"It's been a while since I've written for TomDispatch and there's a reason for that. About 16 months ago, I experienced a catastrophic car crash. An SUV veered across the double yellow line of the highway I was traveling on and hit my little Chevy Spark head-on - on the driver's side. I've been told that I'm lucky to be alive. I was left with multiple injuries and have been on the slow road to recovery."
"I've always seen myself as a person who pushes forward to overcome obstacles. Since the collision, however, doing so has become more complicated, because I'm learning that recovery is a long road, filled with detours I couldn't have predicted. Time and again, my expectations have been turned upside down. I've had to take deep breaths, sit back, and pay close attention."
"A few months into recovery, I was invited to attend a day-retreat organized by a local veterans' moral leadership group. Those vets live with what's known as military moral injury (in some cases going back decades). For years now, I've been researching and writing about the devastating consequences of the militarization of this country and the armed violence we loosed on the world in the twenty-first century."
A catastrophic car crash resulted in multiple injuries and a prolonged, unpredictable physical recovery marked by setbacks and altered expectations.

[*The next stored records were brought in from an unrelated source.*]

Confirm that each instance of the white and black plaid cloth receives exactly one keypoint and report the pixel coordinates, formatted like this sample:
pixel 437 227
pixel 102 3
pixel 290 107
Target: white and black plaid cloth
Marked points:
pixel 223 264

The recovery process demanded patience, attentive self-care, and adjustments to previously held habits of pushing forward. Engagement with a veterans' moral leadership retreat exposed widespread military moral injury among veterans, some suffering for decades. Long-term research on militarization reveals devastating consequences and extensive armed violence deployed globally in the twenty-first century. Personal experience of physical recovery opened clearer comprehension of moral recovery and of veterans who come to realize they were used to perpetrate systemic American militarism.